In this work, we have investigated the Mannich reaction of an α-amido sulfone derived from 2-formyl benzoate under organocatalytic conditions in the presence of acetylacetone and dibenzylamine as nucleophiles. The investigation of the reactivity of acetylacetone derivative allowed to synthesize a new heterocyclic hybrid molecule formed by an isoindolinone substituted in 3-position with a pyrazole ring in high enantioselectivity of 89% ee and an overall yield of about 70% in 4 synthetic steps. Moderate enantioselectivity was observed using dibenzylamine as a nucleophile leading to a 3-substituted isoindolinone with an aminal functionality.
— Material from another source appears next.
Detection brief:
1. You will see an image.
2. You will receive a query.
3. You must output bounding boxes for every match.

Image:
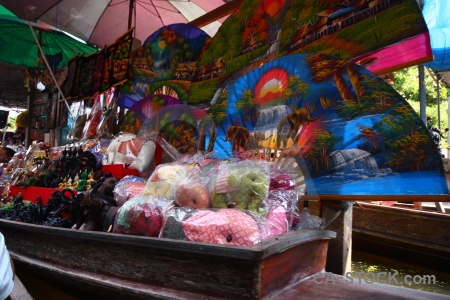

In both cases, Takemoto’s bifunctional organocatalyst proved to be more effective than other catalytic systems as phase transfer catalysts (PTC). In this investigation, the bifunctional nature of the used catalyst also favored lactamization, as confirmed by a series of control experiments.